Many Colorado mining camps have vanished or are in ruins. Cokedale, known in 1907 as a model camp, remains much as it was then. Visit Trinidad's Colorado State Welcome Center for the Cokedale brochure before visiting the town and the coke ovens across the road. Cokedale is 12 miles west of Trinidad off the Scenic Highway of Legends.
Heritage travelers can visit history without leaving the town:
The Bloom Mansion is one of four landmark buildings at the Trinidad History Museum. The buildings are surrounded by lovely heritage gardens where visitors can soak up the sun, rest in the shade, or play croquet.
The beautiful A.R. Mitchell Museum showcases over 350 original paintings by acclaimed western artist and illustrator Arthur Roy Mitchell and his contemporaries, as well as an extraordinary collection of Spanish colonial folk art.
The free Louden-Henritze Archaeology Museum features artifacts and information on the geology and prehistory of the region. Kids like the dinosaur display.
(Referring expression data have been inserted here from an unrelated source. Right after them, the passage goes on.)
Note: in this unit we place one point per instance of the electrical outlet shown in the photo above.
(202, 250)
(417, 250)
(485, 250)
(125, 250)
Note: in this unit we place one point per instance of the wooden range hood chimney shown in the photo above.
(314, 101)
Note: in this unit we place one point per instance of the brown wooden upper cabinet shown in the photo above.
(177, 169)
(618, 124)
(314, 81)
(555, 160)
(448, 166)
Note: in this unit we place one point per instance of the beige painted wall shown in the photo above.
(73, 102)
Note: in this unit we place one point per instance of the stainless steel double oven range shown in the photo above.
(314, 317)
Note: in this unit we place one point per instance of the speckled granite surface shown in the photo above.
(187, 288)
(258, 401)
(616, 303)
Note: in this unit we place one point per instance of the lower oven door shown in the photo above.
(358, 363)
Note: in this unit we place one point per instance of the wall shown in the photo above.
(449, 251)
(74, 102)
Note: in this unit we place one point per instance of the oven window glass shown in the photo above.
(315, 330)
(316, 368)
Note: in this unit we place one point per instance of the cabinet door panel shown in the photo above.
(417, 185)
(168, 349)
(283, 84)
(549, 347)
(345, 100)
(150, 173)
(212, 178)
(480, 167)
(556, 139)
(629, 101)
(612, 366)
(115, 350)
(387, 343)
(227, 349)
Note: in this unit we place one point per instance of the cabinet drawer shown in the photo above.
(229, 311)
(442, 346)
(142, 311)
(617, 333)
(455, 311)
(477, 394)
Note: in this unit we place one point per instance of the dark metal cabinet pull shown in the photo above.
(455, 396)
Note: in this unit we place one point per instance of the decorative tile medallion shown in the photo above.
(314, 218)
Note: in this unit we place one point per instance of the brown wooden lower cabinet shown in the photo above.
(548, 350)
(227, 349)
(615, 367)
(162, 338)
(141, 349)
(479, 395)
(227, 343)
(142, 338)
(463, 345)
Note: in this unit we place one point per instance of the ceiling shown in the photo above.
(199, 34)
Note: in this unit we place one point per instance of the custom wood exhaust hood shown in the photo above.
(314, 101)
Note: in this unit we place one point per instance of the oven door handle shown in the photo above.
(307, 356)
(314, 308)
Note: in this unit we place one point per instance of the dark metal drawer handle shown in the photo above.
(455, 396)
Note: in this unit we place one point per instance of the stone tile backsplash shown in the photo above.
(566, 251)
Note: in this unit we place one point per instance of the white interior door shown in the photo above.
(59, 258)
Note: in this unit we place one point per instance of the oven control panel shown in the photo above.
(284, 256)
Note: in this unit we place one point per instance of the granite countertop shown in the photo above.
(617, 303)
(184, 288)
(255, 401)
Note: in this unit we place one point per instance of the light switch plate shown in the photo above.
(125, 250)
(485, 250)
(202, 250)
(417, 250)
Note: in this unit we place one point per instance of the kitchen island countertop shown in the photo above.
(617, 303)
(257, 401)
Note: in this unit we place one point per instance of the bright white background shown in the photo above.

Recreation & Scenic Road Trips
Blue & Bear Lakes is a cozy “nature neighborhood” for campers and daytrippers. The region has easy hiking & biking trails that wind through forests and meadows scattered with wildflowers and butterflies.
Visitors appreciate the modern amenities at Trinidad Lake State Park, a 2700-acre playground with an 800-acre lake. One of Colorado’s “hot spots” for fishing, the lake also accommodates water skiing, kayaking, canoeing, and motorized boating. Hiking and biking trails, geocaching, interactive nature classes for kids, and weekend entertainment in the park’s amphitheater make this park an extremely popular destination for families.
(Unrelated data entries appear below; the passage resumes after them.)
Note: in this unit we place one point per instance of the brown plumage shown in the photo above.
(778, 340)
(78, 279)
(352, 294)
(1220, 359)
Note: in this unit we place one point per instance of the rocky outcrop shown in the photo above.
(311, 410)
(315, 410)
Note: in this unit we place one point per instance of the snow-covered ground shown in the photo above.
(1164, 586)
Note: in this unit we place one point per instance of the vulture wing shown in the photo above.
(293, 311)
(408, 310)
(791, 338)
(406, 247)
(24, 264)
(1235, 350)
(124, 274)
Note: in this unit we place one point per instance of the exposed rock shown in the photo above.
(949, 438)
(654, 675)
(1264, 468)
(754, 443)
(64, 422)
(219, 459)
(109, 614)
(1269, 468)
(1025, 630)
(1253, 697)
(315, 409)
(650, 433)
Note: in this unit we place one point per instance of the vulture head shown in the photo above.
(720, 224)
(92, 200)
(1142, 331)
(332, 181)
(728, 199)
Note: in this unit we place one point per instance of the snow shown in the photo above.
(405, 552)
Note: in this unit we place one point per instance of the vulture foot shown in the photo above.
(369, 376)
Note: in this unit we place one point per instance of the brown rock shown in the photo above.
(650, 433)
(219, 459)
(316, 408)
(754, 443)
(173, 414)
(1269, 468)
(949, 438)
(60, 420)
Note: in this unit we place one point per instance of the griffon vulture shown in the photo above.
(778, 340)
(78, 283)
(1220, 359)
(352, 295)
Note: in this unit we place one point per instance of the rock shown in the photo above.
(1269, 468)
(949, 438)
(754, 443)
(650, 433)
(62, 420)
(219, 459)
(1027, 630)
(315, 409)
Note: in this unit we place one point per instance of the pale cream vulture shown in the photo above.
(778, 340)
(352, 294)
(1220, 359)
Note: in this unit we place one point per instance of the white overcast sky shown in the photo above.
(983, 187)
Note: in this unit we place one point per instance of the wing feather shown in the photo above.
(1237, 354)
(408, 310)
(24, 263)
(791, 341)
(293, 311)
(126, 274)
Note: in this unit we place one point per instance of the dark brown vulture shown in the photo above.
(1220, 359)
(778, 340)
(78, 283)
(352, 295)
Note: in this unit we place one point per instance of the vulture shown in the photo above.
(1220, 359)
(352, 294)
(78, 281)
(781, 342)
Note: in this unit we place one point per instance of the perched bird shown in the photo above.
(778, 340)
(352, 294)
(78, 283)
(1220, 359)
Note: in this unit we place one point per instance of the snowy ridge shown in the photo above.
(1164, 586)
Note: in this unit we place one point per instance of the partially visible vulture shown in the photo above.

The Scenic Highway of Legends takes only two hours if you don’t get out of the car, but you will want to. You can spend days exploring sideroads, mountain villages, and recreation areas with many lakes. In this region, spectacular dikes radiate like spokes of a wheel from the ancient Spanish Peaks. Nowhere else are these geologic phenomena found in such patterns or abundance. Fall on the Highway of Legends is a vivid tapestry of reds and golds.
The Spanish Peaks, called by Native Americans Wahatoya, or “breasts of the earth,” watch over an area boundless in opportunities for a wilderness experience. Visitors come here for hiking, biking, and horseback trails with awe-inspiring vistas and abundant wildlife.
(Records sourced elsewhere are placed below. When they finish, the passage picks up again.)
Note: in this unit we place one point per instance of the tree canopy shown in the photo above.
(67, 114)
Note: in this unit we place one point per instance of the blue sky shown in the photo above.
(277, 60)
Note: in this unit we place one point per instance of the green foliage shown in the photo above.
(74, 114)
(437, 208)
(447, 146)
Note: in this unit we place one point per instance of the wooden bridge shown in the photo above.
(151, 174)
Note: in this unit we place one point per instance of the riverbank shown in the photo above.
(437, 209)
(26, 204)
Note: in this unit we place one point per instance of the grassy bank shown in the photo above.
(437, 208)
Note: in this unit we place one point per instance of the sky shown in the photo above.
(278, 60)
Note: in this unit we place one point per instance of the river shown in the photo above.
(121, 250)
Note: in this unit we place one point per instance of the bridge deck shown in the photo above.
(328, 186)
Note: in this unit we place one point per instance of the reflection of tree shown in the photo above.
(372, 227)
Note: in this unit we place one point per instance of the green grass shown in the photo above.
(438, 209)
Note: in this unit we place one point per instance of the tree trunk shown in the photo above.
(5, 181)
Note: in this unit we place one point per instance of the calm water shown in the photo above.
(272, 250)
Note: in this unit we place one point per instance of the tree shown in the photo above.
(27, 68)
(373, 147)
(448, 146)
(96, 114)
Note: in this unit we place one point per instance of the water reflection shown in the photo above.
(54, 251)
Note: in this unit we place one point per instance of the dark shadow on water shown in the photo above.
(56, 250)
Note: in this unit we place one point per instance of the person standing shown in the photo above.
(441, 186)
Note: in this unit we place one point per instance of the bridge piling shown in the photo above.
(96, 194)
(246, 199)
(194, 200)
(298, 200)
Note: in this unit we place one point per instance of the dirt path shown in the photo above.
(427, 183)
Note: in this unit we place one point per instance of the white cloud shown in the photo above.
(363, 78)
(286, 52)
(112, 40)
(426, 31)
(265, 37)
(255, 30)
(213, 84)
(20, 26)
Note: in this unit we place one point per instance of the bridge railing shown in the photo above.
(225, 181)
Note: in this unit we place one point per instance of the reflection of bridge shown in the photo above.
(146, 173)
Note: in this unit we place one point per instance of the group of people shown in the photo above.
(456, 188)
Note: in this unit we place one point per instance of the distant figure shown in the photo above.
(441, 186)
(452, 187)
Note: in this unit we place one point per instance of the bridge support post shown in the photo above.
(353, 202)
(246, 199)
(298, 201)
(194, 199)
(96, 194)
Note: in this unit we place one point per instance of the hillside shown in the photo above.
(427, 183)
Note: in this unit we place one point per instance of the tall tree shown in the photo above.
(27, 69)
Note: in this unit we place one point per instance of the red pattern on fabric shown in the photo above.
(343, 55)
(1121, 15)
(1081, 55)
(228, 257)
Monument Lake Resort’s WPA ambience is ideal for those who want a peaceful getaway with both simplicity and full services for special events. The resort serves both lodgers and daytrippers.
Some wilderness areas such as Apishapa are not often visited, which is good news for those seeking wildlife. In these 7,935 acres of rolling to level shortgrass prairie with piñon-juniper, birders find an “undiscovered jewel,” according to coloradobirding.com. Bighorn sheep, antelope, mule deer, bobcats, rabbit, turkey, and coyotes also live here.